As consequências práticas da distinção
Reconhecida a natureza material de penhora de faturamento, as consequências são imediatas e nada triviais para o executado e para o próprio juízo:
incide o artigo 866, parágrafos 1º e 2º, do CPC, com nomeação de administrador-depositário, plano de constrição aprovado pelo juízo e prestação de contas mensal;
o percentual deve ser individualizado à luz da capacidade financeira da empresa, com referencial jurisprudencial na casa de 5%, frequentemente sobre a base líquida;
a medida exige delimitação, não podendo converter-se em obrigação perpétua imposta a terceiros alheios à execução;
a ordem de preferência do artigo 835 e a fundamentação exigida pela tese II do Tema 769 voltam a ser pressupostos do deferimento.
Há ainda dois desdobramentos que merecem atenção da comunidade jurídica. O primeiro é a delegação, cada vez mais comum, da notificação dos clientes à própria Fazenda credora, com a decisão valendo como mandado: além de transferir ato executivo ao exequente, a providência maximiza o dano reputacional da medida, exatamente aquilo que o TJ-SP buscou evitar ao substituir o ofício a clientes pelo depósito feito pela devedora. O segundo é o alcance sobre antecipações de recebíveis: créditos já cedidos em operações de desconto ou fundos de investimento não pertencem mais ao executado, e a constrição, nesse ponto, atinge patrimônio de terceiros.
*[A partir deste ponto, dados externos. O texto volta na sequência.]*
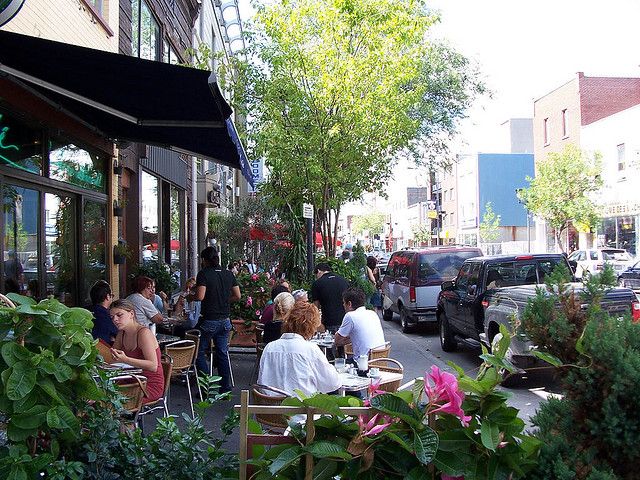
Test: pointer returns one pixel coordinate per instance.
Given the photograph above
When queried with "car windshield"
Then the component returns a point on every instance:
(616, 255)
(442, 266)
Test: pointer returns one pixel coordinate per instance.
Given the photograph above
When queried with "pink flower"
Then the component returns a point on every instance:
(370, 428)
(444, 394)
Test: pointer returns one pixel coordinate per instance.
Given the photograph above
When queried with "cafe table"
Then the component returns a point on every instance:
(355, 383)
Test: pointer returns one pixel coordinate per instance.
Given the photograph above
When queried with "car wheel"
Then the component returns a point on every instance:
(447, 340)
(404, 321)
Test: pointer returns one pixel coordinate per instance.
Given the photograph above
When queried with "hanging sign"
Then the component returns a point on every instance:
(9, 9)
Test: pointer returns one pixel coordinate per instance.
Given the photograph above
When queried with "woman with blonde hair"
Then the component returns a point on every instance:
(282, 305)
(293, 362)
(137, 346)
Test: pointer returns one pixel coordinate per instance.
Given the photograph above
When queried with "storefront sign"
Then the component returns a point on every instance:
(9, 9)
(618, 209)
Tema 1.409 e a janela para fechar a lacuna
O assunto está longe de esgotado. Em 2026, a Corte Especial do STJ afetou os Recursos Especiais nº 2.209.895/SP e nº 2.210.232/SP, sob relatoria do ministro Antonio Carlos Ferreira, cadastrando a controvérsia como Tema 1.409, para definir, nas execuções civis, se a penhora sobre o faturamento tem caráter excepcional ou prioritário na ordem dos bens sujeitos à constrição, bem como a admissibilidade de recursos especiais voltados à rediscussão dos pressupostos fáticos previstos no artigo 866 do CPC.
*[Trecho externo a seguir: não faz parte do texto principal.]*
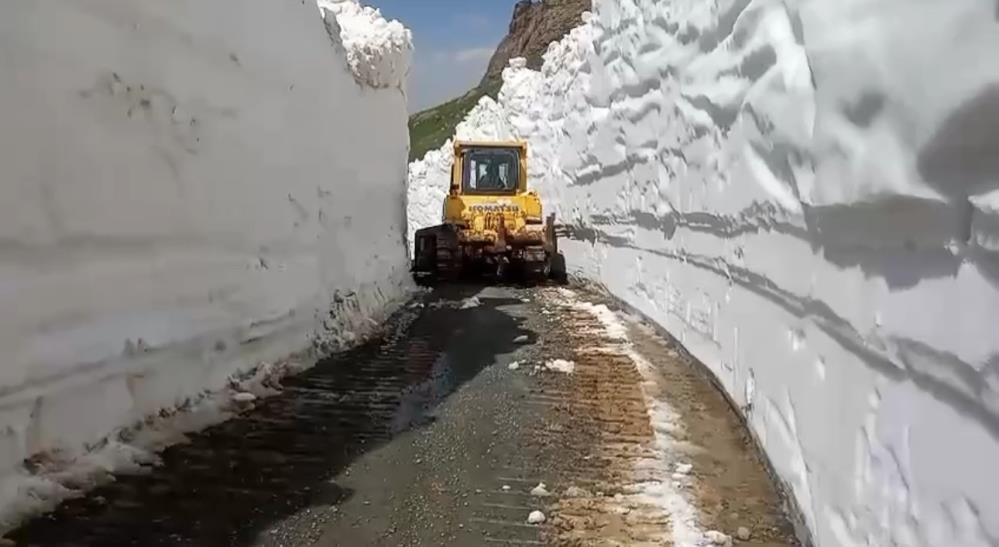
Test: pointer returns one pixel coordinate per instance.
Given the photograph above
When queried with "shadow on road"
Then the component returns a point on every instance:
(234, 480)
Vale ressaltar que o próprio acórdão de afetação registrou a persistência de entendimentos dissonantes quanto à aplicação, às execuções civis, das diretrizes fixadas no Tema 769 para execuções fiscais, e decidiu não determinar a suspensão nacional dos processos sobre a matéria. A afetação abre espaço para que o STJ refine os critérios de enquadramento da penhora de faturamento e, por consequência, ofereça parâmetros úteis para distinguir constrições sobre créditos individualizados de medidas que, pelo alcance material e operacional, funcionam como penhora de faturamento.
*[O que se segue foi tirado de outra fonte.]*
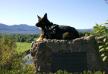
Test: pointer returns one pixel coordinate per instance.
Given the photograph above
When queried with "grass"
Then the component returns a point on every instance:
(22, 46)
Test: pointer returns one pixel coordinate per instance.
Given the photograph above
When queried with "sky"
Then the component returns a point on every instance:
(81, 14)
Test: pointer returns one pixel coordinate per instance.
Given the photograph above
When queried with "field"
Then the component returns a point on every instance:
(22, 46)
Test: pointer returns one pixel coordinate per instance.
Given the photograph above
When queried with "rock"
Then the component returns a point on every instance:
(44, 53)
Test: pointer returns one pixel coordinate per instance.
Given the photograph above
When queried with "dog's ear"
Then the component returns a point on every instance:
(39, 18)
(45, 16)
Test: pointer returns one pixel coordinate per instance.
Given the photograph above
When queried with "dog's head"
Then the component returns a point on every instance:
(42, 22)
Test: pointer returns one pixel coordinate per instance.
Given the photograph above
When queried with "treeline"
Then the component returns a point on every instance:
(21, 37)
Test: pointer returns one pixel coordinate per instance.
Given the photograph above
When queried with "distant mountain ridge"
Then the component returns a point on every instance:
(26, 29)
(21, 28)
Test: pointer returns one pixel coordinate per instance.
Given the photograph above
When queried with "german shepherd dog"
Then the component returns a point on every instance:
(54, 31)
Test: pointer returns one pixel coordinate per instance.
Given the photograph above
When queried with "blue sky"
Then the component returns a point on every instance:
(80, 14)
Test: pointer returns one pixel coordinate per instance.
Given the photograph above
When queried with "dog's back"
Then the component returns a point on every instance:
(54, 31)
Até lá, a régua deve ser a que a boa jurisprudência já sinaliza: a natureza da constrição se afere pelo que ela faz, não pelo nome que recebe. Admitir o contrário é aceitar que sete anos de construção de um precedente qualificado possam ser contornados por simples batismo processual, com empresas viáveis suportando, sem nenhuma das salvaguardas legais, medida que o próprio sistema reconhece como potencialmente ruinosa.